Paralelamente a isso, um grupo de jovens bonitos, maconheiros, tarados e roqueiros (ok, talvez não roqueiros) vão passar uns dias na selva. Lá, eles começam a tomar drogas (ou nem tanto, já que é o Santo Daime), a fazer sexo e a morrer. Sim, amigão, Um Lobisomem na Amazônia é a versão brasileira de Sexta-Feira 13, inclusive respeitando a máxima “se transou, tem que morrer”. E, assim como o filme do Jason, ele não se leva nem um pouco a sério.
O problema é que várias dessas piadas parecem estar fora de lugar. A hora que o Nuno Leal Maia fala pro presunto que se levantou “fica morto aí, po**a” parece completamente fora de contexto, já que esse é o único zumbi do filme – e ele obedece ao Nuno. O.o
A fita tem todos os problemas típicos do gênero, como os personagens mal desenvolvidos e péssimas atuações (especialmente por causa dos diálogos mal escritos – como já disse aqui: ninguém fala desse jeito – e do já tradicional padrão Globo de atuação brasileiro). Porém, tem várias mulheres bonitas e sem roupa, e isso sempre garante uns Alfredinhos a mais. Até o CD com imagens distribuído na cabine teve que ser garimpado para encontrar algumas imagens sem pessoas peladas que pudessem ser publicadas aqui.
Como fã do gênero, contudo, eu estava pré-disposto a ignorar tudo isso e, para falar a verdade, até me diverti bastante durante boa parte da projeção. Gostei da tal identidade do vilão, que se encaixou bem no personagem e ri bastante em várias cenas.
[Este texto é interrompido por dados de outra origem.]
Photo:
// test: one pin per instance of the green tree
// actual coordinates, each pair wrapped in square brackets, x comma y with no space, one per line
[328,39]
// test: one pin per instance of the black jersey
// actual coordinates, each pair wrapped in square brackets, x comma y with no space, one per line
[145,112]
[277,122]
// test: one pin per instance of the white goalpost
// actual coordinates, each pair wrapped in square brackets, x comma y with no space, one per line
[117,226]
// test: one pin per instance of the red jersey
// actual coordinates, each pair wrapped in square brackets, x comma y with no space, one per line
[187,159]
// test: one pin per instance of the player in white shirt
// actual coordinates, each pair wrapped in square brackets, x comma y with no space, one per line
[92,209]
Porém, algumas coisas pareciam tão forçadas que tive que diminuir a nota. Por exemplo, referências a Psicose, O Iluminado e Nosferatu já são onipresentes no gênero. E o diretor Ivan Cardoso ainda optou por usar exatamente as cenas mais referenciadas de cada um desses filmes. Sério que alguém ainda aguenta um ataque no chuveiro, por exemplo?
Além disso, tudo tem uma cara muito forte de filme B. E não me refiro aos filmes B por estética de tempos recentes, mas à época em que filmes B eram realmente ruins. A maquiagem dos monstros parece algo que você veria na Noites do Terror do Playcenter. E isso é algo que mereceria uma atenção maior do orçamento e qualquer fã do gênero preferiria maquiagens decentes a atores globais. Até porque, cá entre nós, globais não são conhecidos pela capacidade de atuação ou por melhorarem as obras em que trabalham. Na verdade é exatamente o contrário.
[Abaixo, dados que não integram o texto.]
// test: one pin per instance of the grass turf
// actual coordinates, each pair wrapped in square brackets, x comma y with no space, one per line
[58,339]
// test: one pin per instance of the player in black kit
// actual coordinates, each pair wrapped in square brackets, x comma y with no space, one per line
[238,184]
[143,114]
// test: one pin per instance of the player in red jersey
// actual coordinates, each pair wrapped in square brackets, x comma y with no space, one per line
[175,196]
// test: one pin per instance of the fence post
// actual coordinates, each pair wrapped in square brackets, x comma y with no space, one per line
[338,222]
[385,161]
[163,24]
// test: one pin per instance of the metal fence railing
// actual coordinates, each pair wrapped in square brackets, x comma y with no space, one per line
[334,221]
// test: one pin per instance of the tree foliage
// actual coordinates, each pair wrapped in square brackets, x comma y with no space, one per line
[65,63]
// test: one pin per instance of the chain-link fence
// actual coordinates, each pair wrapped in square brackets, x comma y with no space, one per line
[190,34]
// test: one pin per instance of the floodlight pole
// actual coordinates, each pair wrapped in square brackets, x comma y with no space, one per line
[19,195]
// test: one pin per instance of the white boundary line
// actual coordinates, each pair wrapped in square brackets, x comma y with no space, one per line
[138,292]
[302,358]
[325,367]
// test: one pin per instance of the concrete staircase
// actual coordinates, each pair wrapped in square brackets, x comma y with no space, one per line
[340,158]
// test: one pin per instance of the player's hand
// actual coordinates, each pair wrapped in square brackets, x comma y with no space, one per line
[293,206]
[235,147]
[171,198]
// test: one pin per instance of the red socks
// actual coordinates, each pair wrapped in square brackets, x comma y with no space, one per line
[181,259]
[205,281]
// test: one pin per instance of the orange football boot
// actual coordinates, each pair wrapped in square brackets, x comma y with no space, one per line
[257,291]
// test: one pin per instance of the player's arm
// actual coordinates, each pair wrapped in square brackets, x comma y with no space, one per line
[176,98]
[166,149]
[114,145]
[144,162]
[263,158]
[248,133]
O que mais me incomodou, no entanto, foram algumas falhas feias de roteiro. Por exemplo, a Natacha (é assim que aparece escrito nas legendas) num momento parece hipnotizada e abraça o vilão e na cena seguinte já solta os prisioneiros? E, se o vilão fala apenas em espanhol, por que todos os monstros falam em português? Se seu único convívio social é com seu “criador”, provavelmente falariam a mesma língua, não?
Esses são apenas alguns dos problemas de roteiro que me incomodaram e diminuíram a nota. No final das contas, embora não seja nenhuma obra-prima, é legal ver um filme nacional diferente, que se arrisca num gênero tão pouco navegado por aqui (não me lembro de nenhum outro relevante além da obra de José Mojica Marins) e que está entre os nossos preferidos. Dessa forma, ver isso no cinema é uma oportunidade imperdível para fãs do gênero.
Curiosidades:
– Ivan Cardoso dirigiu alguns outros filmes de terrir em sua carreira, dos quais o mais famoso é O Segredo da Múmia, de 1982 que eu, infelizmente, ainda não assisti.
– Ele também fez um documentário chamado O Universo de Mojica Marins. Adivinhe do que se trata.
– Sidney Magal faz uma ponta como um sacerdote inca cantante. (!) WTF!?
– Reparou que o filme é de 2005? Pois é, mas só vai estrear agora. Viva o mercado cinematográfico tupiniquim!